This is cross-posted from my Media Justice Column and as I think ALL my entries on my MJ column are fabulous and important, I think this one is especially important for this time we are in and in educating ourselves especially because I've spoken about this film to friends all week.
This entry is a part of our World AIDS Day Blogathon. During this week we share our experiences, stories, and ideas about how HIV affects young people around the world. Join the blogathon.
Many of you reading this already talk about HIV every day, not just on World AIDS Day. Yet, as time progresses I realize that not many of us know what role the media played in HIV and AIDS prevention and education. The history of HIV has been overlooked as efforts in prevention focus on the here, now, and future. Yet, the history of HIV and AIDS in the US and around the world, and the role media played is, in my opinion, essential to crafting, creating, and implementing new prevention efforts.
When I begin to teach about the sociology of health and illness, HIV is always part of my anticipated class discussions. You see, I remember a time in this world when HIV was not something I had to worry about because it had not yet existed (same thing with computers, but that’s another post). This is not the case for all of us today. As many of my students were born after 1990, their understanding of the history of HIV and AIDS in the US and the world is limited.
In some communities the idea that HIV and AIDS only infects gay White men is still prevalent. Yet, many people do not know where or how this myth began. Part of my essential reading list for my students is to watch the PBS Frontline documentary: The Age of AIDS. I ask students to at least watch the first hour of the documentary (which is over 5 hours long). PBS has created a timeline of AIDS around the world and many of the cases are stunning to see how far along we have come in technology to be able to detect infection in blood samples from the 1950s.
Watching the documentary and hearing from doctors who worked with patients in the late 1970s and early 1980s informs us that people all over the world were infected with HIV and/or dying of AIDS. Not all of them where White, gay, or men. In fact Black, heterosexual Haitian men and women were infected, injection drug users on the east coast of the US become infected, gay men and heterosexual women in Paris, heterosexual men in Portugal, and Central Africans of every sexual orientation became infected. Instead of recognizing how this disease affected all people around the world, the US government, at the time, chose to use the media and their power, to send a very specific message about HIV and AIDS.
This message was not just in cutting the budget for HIV and AIDS research. The media was used to isolate, target, and marginalize specific communities. In 1987 President Reagan speaks about HIV for the first, and only time, prior to that he said nothing. For people who wonder where the “Silence=Death” mantra comes into play, for many activists it was created in response to the silence among the US government. Silence is a very constructed message. [Please don’t confuse this type of conscious silence with the silence some people exercise because they are doing hard work: thinking, being thoughtful. This type of silence implemented is the type where thoughts have already led to a decision to remain quiet.]

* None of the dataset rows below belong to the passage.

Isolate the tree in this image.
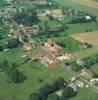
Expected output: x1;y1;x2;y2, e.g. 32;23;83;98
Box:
0;46;4;51
71;63;82;72
14;10;38;25
29;93;40;100
6;39;20;48
47;93;60;100
62;87;76;100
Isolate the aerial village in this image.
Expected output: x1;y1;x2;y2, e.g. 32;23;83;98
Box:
0;0;98;100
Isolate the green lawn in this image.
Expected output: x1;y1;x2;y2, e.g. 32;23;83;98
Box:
70;88;98;100
72;48;98;59
0;0;6;7
66;22;98;34
91;64;98;74
54;0;98;16
0;48;72;100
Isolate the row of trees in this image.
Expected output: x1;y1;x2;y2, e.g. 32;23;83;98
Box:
69;16;96;24
0;60;26;83
56;36;83;52
13;10;38;25
30;77;76;100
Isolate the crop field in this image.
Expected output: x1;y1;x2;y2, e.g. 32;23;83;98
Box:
72;31;98;47
54;0;98;16
71;0;98;8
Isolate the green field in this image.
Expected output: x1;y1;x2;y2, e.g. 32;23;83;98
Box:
0;0;6;7
0;48;72;100
54;0;98;16
70;88;98;100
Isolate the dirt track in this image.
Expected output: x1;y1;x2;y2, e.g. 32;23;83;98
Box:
71;0;98;8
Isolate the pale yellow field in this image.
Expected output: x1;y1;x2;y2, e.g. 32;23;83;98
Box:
71;0;98;8
72;31;98;48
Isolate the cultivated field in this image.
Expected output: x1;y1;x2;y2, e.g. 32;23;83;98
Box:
71;0;98;8
72;31;98;47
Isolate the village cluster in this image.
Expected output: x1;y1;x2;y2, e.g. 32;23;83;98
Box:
0;0;98;99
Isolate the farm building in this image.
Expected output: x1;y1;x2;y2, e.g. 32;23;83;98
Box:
24;25;38;37
51;9;64;20
33;0;48;5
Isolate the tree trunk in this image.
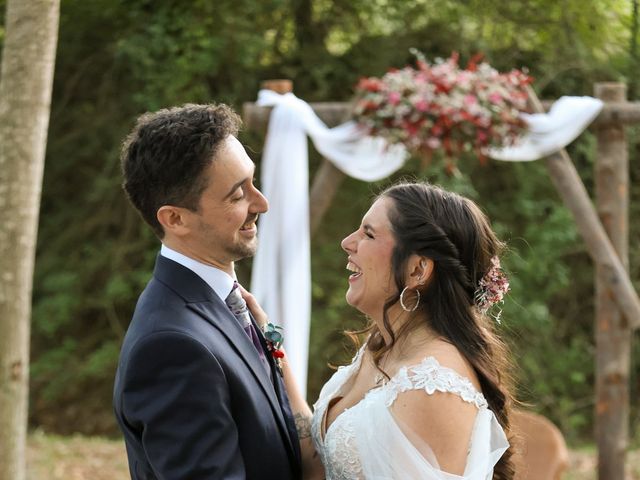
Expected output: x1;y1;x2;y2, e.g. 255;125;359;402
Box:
0;0;60;480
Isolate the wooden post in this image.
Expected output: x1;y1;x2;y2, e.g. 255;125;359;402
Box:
595;83;632;480
528;88;640;328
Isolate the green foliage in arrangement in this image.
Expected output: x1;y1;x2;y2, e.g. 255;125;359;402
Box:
0;0;640;441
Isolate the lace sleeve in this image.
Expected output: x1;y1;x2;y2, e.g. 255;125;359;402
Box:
387;357;487;408
342;359;509;480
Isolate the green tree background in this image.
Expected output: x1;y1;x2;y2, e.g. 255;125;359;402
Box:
0;0;640;442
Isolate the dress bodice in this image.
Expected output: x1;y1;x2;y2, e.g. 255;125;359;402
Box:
311;347;509;480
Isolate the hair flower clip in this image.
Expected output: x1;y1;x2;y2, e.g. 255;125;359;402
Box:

Not all leaders reacted the same way. President of Uganda since 1986, Yoweri Museveni , spoke of challenging stigma, myths of transmission of HIV or AIDS, and had said: “you can only find AIDS if you go looking for it.” Uganda has one of the most effective HIV and AIDS prevention efforts in the world. Their initial program was ABC (A for Abstinence, B for being faithful, and C for if you can’t do the first two use a condom). The messaging in Uganda is drastically different from what we see in the US, even today. At the same time Uganda recognized how HIV and AIDS affected their people, it is from a heterosexist perspective as President Museveni has proposed to introduce laws that will isolate and incarcerate people who identify as anything other than heterosexual.
Even though the media was used in such a way towards the LGBTQ community in the US, it is through the activism of many LGBTQ people that we are able to do the work we do today around HIV prevention and education. It is also through the efforts abroad that we have been able to examine how utilizing the media can create change and awareness surrounding HIV. For example, the documentary states that Thailand was the first country to utilize mass media for prevention and education. Prime Minister of Thailand, Anand Panyarachun, supported national condom distribution efforts among Thai people with specific focus on sex workers. The rates of HIV infection among sex workers decreased by 90% over a 10 year time period. One of the first countries to utilize mass media, Thailand has been on the vanguard in prevention efforts especially with media use.
We continue to see how the media can be useful, especially social media. Many of my friends on Facebook and Twitter have posted about World AIDS Day. We see how some progress is being made utilizing the media (even if it is Bono speaking with President Bush about HIV around the world, President Clinton shaking the hand of Chinese activists who are living with HIV and having Chinese Deputy Ministers shake his hand as well during a largely televised session, celebrities and musicians speaking to youth to get tested, and famous people living with HIV sharing their stories). Yet there is so much more to do, so much more that can be done. This week I hope you don’t find exhaustion, I hope you find excitement in continuing such efforts and utilizing the media in ways that have yet to be done.
The media is powerful. With advancements in technology we become media makers, and thus have power. How will we utilize our power to create messages that can combat stigma, eliminate myths, and encourage people that they are valuable and powerful?